Similarly, Czech mezzo-soprano Magdalena Kožená currently sees no need to trade off either the surname or ennoblement of her husband Sir Simon Rattle; the fact that they both perform and record together, however, confirms their being on the same wavelength. On the other hand, Sir James Galway’s wife regularly appears alongside her husband as Lady Jeanne Galway in their flute duo appearances.
Clara and Robert Schumann were both pianists and composers; Clara devoted herself toperformances of her husband’s works, particularly after his death in 1856. She also promoted the music of Johannes Brahms, who had become a very close family friend; the last work she performed in public before her death in 1896 was by Brahms. A film about this triangular relationship, made in 1947, saw Kathryn Hepburn playing the role of Clara. Unfortunately, Song of Love was unable to emulate the success of its three historical characters.
Dave Barbour was playing guitar in Benny Goodman’s ensemble when he met the lead singer Peggy Lee. They married in 1943 and, during their nine years together, co-produced some of Lee’s all-time hits, including Manana (Tomorrow is Soon Enough for Me) and It’s a Good Day (8.120642). After they separated, Lee went on to out-pip Alma Mahler by marrying a total of four times.
Two American songwriters who married in 1958, and whose pens and affections for each other stillhaven’t dried up, are Alan and Marilyn Bergman. Between them, they have notched up some remarkable successes, including The Way We Were with music by Marvin Halmisch (8.990029) and several songs set to music by Michel Legrand, among them What Are you Doing for the Rest of Your Life? and The Windmills of Your Mind.

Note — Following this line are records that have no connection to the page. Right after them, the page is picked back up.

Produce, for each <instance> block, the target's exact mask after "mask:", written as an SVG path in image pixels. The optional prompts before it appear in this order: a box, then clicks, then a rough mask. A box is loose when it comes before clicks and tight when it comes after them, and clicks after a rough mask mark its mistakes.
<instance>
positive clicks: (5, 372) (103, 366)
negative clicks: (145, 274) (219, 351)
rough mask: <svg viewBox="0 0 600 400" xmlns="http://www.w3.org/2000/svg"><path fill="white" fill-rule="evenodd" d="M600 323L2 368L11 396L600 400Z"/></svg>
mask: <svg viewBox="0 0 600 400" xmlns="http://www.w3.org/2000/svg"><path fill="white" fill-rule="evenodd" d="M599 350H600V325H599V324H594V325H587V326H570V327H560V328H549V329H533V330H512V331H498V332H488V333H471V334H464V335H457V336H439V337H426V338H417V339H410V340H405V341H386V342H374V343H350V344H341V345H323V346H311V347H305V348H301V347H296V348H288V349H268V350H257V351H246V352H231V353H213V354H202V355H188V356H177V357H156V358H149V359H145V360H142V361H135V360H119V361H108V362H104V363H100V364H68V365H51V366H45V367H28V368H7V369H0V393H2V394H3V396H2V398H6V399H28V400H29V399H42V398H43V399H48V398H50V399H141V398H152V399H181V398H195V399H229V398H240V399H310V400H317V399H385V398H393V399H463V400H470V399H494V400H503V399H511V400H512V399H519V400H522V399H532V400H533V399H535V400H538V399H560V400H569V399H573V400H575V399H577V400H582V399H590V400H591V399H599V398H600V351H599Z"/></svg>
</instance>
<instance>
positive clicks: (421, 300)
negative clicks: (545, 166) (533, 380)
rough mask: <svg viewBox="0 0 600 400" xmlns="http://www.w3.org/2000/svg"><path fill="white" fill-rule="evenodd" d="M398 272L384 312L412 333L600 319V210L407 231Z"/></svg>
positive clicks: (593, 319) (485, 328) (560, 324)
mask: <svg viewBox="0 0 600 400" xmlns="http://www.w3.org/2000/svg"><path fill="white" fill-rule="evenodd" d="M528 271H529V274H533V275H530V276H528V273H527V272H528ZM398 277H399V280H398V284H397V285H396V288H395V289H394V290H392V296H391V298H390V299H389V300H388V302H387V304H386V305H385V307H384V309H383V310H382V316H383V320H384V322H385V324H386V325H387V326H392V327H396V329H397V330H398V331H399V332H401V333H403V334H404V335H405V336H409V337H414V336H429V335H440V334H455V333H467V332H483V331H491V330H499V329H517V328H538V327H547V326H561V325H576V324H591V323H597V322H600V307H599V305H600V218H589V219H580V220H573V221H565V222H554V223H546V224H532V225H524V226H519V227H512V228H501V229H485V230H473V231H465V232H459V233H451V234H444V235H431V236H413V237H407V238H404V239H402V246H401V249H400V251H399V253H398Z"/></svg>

Back in the classical music world, Canadian cellist Amanda Forsyth (8.559235) appears regularly with her conductor/performer husband Pinchas Zukerman, while Naxos artist Leonard Slatkin married the composer Cindy McTee in 2011, when she retired from the position of Regents Professor Emerita at the University of North Texas. They can be heard making beautiful music together in Slatkin’s recording of a programme of his wife’s music (8.559765) performed by the Detroit Symphony Orchestra.
And we cannot end this thread without mentioning Klaus Heymann, the founder and chairman of Naxos who was acknowledged in the 2013 Gramophone Hall of Fame for his influence and inspiration in the classical music industry, demonstrated in part by his having achieved sales of more than 115 million CDs. A number of these have highlighted the artistry of his wife, Takako Nishizaki, the distinguished Japanese violinist. Prominent among them are her recordings of The Butterfly Lovers’ Concerto, that aptly embodies a famously enduring love duet, of which more than 3 million copies have been sold in the People’s Republic of China and throughout South-East Asia.